While watching an interesting YouTube video about the potential for AI writing the presenter made a comment I found intriguing. What is the point of an education? Why do we go to school? In this case, the question involved university education. Why did you go to college? What do we tell people is the purpose of going to college?
I wanted to look at it from the broader perspective of education as a whole and why it’s valuable to not only me but to society.
Money
Money is the heart of the issue from the presenter’s perspective. Going to college has become largely a mathematical equation. Will I spend as much money on my education as it provides me in salary over the course of my career? The point of education is to get a well-paying job. That’s why people go to college and, to some degree, why they go to school at all.
There is no question about the financial value of an education. The further a person goes in college directly effects how much money she or he make in a career. It’s obviously not a direct correlation as some people who get higher degrees make little or no money while some who don’t get degrees make enormous sums. It’s just a general statement that people who get higher degrees make more on average than people who do not.
Calvin to the Rescue
The Calvin and Hobbes comic that I’ve chosen to illustrate this article pretty well sums it all up. Learning is fun. Reading is fun. Not only is learning fun but it’s enormously satisfying. Learning something new, something you didn’t know, gives us a warm feeling inside. We humans like it. That is the point of education. It’s personally satisfying and fun.
Yes, it also helps us navigate the world. Reading, writing, mathematics, and all the other topics do allow us to participate meaningfully in society, to get jobs, to earn money. That’s all true. But the real value in education is the personal satisfaction we get from learning.
Money isn’t Bad
Whenever I write an article of this nature, I feel it necessary to take a moment to explain I’m not against making money.
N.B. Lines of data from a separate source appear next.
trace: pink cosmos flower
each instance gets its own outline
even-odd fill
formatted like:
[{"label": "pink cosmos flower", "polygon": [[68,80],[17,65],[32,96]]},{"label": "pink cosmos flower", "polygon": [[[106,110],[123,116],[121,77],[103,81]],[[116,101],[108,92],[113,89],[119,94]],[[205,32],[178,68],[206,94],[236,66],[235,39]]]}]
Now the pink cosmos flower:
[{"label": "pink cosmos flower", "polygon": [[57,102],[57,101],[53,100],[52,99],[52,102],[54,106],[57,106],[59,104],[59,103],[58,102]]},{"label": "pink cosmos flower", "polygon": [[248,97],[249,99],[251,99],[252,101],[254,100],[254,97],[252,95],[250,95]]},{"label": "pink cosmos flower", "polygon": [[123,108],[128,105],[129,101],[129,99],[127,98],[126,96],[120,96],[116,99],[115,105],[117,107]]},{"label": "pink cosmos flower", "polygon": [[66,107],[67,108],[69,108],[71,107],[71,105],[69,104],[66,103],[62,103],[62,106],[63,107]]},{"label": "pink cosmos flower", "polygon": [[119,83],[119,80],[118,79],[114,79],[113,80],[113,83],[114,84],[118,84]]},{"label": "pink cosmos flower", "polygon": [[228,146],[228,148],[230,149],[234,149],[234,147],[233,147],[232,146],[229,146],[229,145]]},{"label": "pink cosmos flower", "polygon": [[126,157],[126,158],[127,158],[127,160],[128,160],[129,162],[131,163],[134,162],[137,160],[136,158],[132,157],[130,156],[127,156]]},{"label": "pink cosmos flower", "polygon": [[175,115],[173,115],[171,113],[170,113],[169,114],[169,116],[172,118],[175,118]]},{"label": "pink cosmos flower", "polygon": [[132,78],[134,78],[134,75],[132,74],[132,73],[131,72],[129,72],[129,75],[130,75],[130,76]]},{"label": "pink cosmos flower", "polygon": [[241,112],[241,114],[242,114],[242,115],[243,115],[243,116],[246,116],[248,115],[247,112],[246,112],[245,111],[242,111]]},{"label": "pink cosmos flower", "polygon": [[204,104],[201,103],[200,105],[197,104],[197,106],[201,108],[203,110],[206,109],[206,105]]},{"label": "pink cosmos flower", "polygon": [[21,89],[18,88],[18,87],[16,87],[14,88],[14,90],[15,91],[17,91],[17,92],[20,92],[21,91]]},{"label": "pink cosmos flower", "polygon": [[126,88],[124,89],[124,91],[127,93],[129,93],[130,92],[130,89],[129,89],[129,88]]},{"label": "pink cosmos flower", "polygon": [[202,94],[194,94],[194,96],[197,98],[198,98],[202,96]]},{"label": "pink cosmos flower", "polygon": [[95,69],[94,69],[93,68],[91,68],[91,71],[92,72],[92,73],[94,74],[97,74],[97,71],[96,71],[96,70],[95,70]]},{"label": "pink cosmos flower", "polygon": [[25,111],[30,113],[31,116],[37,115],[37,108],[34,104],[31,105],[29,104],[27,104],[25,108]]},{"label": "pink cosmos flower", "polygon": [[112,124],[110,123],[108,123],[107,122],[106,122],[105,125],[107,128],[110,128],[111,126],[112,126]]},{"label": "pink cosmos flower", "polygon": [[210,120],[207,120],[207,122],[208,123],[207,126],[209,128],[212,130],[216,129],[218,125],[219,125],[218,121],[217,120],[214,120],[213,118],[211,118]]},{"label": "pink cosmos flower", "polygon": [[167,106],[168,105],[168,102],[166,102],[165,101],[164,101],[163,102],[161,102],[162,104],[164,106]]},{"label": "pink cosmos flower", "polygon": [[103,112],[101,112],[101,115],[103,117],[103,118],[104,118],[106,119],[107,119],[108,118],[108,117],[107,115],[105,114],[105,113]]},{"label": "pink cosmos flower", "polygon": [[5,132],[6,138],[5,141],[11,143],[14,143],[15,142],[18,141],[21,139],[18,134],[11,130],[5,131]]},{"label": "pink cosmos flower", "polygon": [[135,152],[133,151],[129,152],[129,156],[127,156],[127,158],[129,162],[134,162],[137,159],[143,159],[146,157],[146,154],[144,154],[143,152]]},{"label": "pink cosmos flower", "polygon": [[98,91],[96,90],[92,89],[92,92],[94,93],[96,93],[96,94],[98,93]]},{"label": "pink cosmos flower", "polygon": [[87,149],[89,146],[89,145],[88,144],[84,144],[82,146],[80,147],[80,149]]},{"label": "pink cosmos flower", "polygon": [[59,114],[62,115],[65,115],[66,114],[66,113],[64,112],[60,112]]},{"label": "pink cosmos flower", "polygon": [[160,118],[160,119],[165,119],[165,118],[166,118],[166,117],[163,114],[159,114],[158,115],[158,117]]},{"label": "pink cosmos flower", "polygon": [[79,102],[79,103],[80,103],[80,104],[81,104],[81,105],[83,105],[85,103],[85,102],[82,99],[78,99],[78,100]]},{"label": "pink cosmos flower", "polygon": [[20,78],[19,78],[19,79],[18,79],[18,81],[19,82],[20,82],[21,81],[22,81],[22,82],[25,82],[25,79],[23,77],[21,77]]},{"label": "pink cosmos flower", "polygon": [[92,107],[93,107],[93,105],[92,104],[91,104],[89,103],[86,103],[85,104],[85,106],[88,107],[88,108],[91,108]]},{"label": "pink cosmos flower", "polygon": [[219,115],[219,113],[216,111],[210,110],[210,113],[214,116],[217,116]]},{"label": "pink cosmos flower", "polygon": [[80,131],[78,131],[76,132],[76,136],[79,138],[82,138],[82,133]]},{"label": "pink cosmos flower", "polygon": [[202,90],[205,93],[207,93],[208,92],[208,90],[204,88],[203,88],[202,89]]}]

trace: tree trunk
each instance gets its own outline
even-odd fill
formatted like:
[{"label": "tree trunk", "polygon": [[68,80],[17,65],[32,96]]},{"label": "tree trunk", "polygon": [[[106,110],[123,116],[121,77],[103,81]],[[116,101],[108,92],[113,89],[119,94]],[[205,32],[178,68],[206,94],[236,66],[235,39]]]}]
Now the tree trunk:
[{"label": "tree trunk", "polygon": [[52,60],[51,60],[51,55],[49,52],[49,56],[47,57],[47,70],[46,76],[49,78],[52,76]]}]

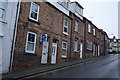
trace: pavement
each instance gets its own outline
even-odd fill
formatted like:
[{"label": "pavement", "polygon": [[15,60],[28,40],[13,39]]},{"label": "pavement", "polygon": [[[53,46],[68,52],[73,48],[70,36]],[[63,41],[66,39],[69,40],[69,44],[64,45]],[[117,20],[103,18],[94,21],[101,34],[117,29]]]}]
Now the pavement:
[{"label": "pavement", "polygon": [[[107,55],[107,56],[109,56],[109,55]],[[88,62],[88,61],[99,60],[99,59],[105,58],[107,56],[100,56],[100,57],[93,57],[93,58],[88,58],[88,59],[74,60],[74,61],[63,62],[63,63],[60,63],[60,64],[51,65],[51,66],[48,65],[48,66],[33,68],[33,69],[30,69],[30,70],[24,70],[24,71],[19,71],[19,72],[11,72],[11,73],[7,73],[7,74],[3,74],[2,79],[6,79],[6,78],[20,79],[20,78],[24,78],[24,77],[31,76],[31,75],[52,71],[52,70],[55,70],[55,69],[60,69],[60,68],[80,64],[80,63],[85,63],[85,62]]]}]

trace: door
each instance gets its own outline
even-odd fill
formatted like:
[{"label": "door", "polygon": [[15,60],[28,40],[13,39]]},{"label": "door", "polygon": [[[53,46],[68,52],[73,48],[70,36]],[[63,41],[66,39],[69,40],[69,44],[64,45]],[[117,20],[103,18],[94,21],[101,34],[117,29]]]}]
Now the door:
[{"label": "door", "polygon": [[48,59],[48,42],[45,41],[43,42],[41,63],[47,64],[47,59]]},{"label": "door", "polygon": [[95,56],[95,44],[93,45],[93,56]]},{"label": "door", "polygon": [[80,58],[82,58],[83,53],[83,43],[80,44]]},{"label": "door", "polygon": [[51,64],[56,64],[57,57],[57,43],[52,44]]}]

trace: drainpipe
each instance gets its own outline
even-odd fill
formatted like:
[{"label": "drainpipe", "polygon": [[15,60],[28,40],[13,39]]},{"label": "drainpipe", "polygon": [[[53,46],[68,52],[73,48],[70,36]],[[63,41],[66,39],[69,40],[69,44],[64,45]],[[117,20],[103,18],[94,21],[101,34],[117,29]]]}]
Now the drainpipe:
[{"label": "drainpipe", "polygon": [[[71,13],[71,14],[72,14],[72,13]],[[73,16],[73,14],[72,14],[72,16]],[[72,43],[73,43],[73,42],[72,42],[72,40],[73,40],[73,39],[72,39],[72,32],[73,32],[73,31],[72,31],[72,26],[73,26],[73,25],[72,25],[72,24],[73,24],[73,19],[72,19],[72,17],[71,17],[71,31],[70,31],[70,55],[69,55],[69,61],[71,60],[71,54],[72,54],[72,49],[73,49],[73,48],[72,48]]]},{"label": "drainpipe", "polygon": [[19,12],[20,12],[20,3],[21,3],[21,0],[18,0],[17,10],[16,10],[16,19],[15,19],[15,25],[14,25],[14,32],[13,32],[13,41],[12,41],[12,47],[11,47],[11,56],[10,56],[9,72],[12,71],[13,55],[14,55],[14,48],[15,48],[15,41],[16,41],[16,33],[17,33],[17,23],[18,23],[18,17],[19,17]]}]

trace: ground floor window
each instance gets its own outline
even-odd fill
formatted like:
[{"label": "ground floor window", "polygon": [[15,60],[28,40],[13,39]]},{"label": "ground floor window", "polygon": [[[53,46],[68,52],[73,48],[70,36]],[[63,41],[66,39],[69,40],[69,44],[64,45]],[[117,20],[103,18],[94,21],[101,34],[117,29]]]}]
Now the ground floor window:
[{"label": "ground floor window", "polygon": [[62,58],[67,58],[67,42],[62,42]]},{"label": "ground floor window", "polygon": [[28,32],[25,51],[28,53],[35,53],[35,46],[36,46],[36,33]]}]

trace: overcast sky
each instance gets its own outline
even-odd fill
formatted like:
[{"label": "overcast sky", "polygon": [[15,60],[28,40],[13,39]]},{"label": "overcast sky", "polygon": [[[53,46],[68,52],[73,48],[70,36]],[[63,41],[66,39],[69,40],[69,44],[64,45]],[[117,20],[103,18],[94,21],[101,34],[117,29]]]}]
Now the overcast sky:
[{"label": "overcast sky", "polygon": [[118,0],[71,1],[79,2],[84,7],[84,16],[106,31],[109,37],[118,37]]}]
I’m not against a job that provides you with a good salary so you can purchase the things you need and desire. Money isn’t bad, it’s just not the point of education. It’s the side-effect.
We’ve Murdered Education
By making money and earnings the main focus of education, we’ve murdered it. It’s not fun. We don’t enjoy it. We’re always looking at the bottom line instead of joyfully opening a book to learn about something new.
We’re raising generation after generation that values money above all us. Decency. Kindness. Fairness. Learning. Those things are not as important as money.
It’s destroying the world, one greedy monster at a time. Just look around at who is revered. And, for just a brief moment, stop and question why your knee-jerk reaction to reading this was to tell me I’m stupid and wrong.